Protein Purification & Secondary Structures

What are 3 types of chromatography?

• Gel filtration

• Ion exchange

• Affinity

How does gel electrophoresis work? (non-denaturring)

Non-denaturing

1. make a gel by polymerizing acrylamide with crosslinker in buffer

2. load protein samples

3. apply voltage (protein separation based on size and charge)

4. detect proteins via stain

Where do they smallest proteins come off in gel filtration? in gel elctrophoresis??

• G.F → very last fraction

• G.E. → very end of lane

What is isoelectric focusing?

when proteins are separated by the pI

What are the 2 separation techniques used in 2-D electrophoresis?

1. Isoelectric focusing for charge

2. SDS-Page (denaturing) for MW

What do different peaks in a mass spectrography represent?

mass-to-charge ratio

what are 3 diseases resulting from improper folding?

Misfolding

• Marfan syndrome

• Amyotrophic lateral sclerosis

• Scurvy

Toxic folds

• Acrapie

• Alzheimer’s disease

• cataracts

rotations around which bonds do the conformation angles phi & psi represents?

phi → N-C alpha

psi → C-C alpha

which backbone bond is unable to freely rotate? why?

peptide bond (C-N bond) is unable to freely rotate because of its partial double-bond character, which locks it into a planar configuration.

what effect does the chirality around C alpha have on the appearance of a Ramachandran plot?

influences the steric constraints on the φ and ψ angles

How does Gel Filtration chromatography work?

1. Protein is applied to either column of gel, beads, or resin

2. buffer is passed through column, & fractions are collected

3. separated by molecular weight

   1. MW determined by comparison to standards

In gel filtration chromatography, why do the larger molecules come out first?

They elute first because they are too big for the column pores

How does ion exchange chromatography work?

• based on attraction between charged groups in protien and column medium (gel or beads)

• selective absorption and elution by pH or salt concentration

What are the types of ion exchange chromatography?

• anion exchanger

  • protein supplies anion

  • - charge

• cation exchanger

  • protein supplies cation

  • + charge

pI

The isoelectric point; the pH at which the molecule carries no net electrical charge.

How does affinity chromatography work?

1. based on selective binding of ligand

2. ligand linked to insoluble col. medium

3. pass protein solution over col.

4. Only the binding protein is absorbed

5. elute with high conc. of unbound ligand

How does gel electrophoresis work? (denaturing)

Denaturing

1. treat protein samples with heat & reducing agent

2. SDS is added to gel & sample

   1. reduced polypeptides with bound SDS form (-) charged bands

3. Polypeptides based on size (larger is at top)

Which bonds rotates on amino acids?
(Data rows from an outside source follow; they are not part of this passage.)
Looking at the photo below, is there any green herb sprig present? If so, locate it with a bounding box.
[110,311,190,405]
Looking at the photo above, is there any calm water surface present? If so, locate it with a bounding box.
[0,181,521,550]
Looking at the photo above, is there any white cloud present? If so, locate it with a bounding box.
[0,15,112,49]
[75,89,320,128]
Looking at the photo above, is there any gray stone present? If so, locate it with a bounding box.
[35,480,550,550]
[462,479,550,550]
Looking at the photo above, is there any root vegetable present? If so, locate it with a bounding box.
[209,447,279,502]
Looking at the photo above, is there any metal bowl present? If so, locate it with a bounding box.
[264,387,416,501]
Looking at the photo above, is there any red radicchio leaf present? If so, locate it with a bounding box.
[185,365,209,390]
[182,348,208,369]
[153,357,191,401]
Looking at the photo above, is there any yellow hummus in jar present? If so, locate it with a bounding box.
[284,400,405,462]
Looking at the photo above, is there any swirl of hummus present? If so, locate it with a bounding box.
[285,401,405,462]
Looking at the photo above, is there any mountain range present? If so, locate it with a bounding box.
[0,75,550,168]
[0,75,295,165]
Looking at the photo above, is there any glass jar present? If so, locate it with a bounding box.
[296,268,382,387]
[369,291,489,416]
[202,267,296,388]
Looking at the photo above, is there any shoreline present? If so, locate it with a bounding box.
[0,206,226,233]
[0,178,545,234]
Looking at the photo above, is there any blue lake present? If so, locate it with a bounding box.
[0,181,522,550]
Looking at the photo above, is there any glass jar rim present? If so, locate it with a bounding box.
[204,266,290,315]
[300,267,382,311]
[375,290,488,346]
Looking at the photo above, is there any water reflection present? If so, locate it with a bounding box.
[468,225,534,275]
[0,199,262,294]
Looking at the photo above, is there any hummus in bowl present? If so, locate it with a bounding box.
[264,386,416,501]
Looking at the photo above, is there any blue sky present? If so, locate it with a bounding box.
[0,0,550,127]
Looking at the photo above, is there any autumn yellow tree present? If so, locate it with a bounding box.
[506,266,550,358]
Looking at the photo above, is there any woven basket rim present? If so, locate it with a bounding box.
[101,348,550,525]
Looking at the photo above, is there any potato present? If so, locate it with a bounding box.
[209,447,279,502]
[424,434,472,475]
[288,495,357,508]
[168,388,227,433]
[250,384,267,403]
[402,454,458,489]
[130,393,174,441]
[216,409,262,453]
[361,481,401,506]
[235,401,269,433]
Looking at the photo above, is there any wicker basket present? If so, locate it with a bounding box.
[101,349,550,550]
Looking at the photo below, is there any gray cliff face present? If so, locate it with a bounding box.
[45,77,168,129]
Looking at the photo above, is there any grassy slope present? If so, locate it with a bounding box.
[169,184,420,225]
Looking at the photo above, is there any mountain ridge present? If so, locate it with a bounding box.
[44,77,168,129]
What limits rotations?

• N-C Alpha = phi

• C-C Alpha = psi

• rotational freedom is limited by size of the R group

what is a ramachandran plot?

tells the reader what which combinations of psi and phi are favorable

What is the secondary structure of proteins a result of?

Hydrogen bonding between carbonyl oxygens and amide hydrogen of peptide bonds

What are the two fundamental types of secondary structure?

• alpha helix

• beta pleated sheet

What is important about the alpha-helix core structure?

• peptide carbonyl O is H bonded to the peptide N-H, 4 amino acids away

• all H bonds lie parallel to helix axis

• all carbonyl groups point in one direction

• all N-H groups point in opposite direction

• most common helix is right handed

• helices have macro dipole because peptide planes spiral around macro diople

why is Pro called a helix breaker?

no N-H groups because it can destabilize the helices

Why are B pleated sheets roughly perpendicular?

R groups are not exactly in the plane

What are the 2 types of of beta pleated sheets?

• parallel: beta strands run in the same direction

• anti-parallel beta sheets: beta strands run in opposite directions

What should you know about beta turns?

• the Carbonyl O that is H-bonded to amide that is 3 residues away makes a tight turn

• proline and glycine are really the only ones who can handle this tight angle

How does the body solve these folding errors?

Chaperones provide a space where proteins can fold slower

How does the body degrade bad protiens?

Ubiquitin on lysine tags molecules which are sent to a protease chamber.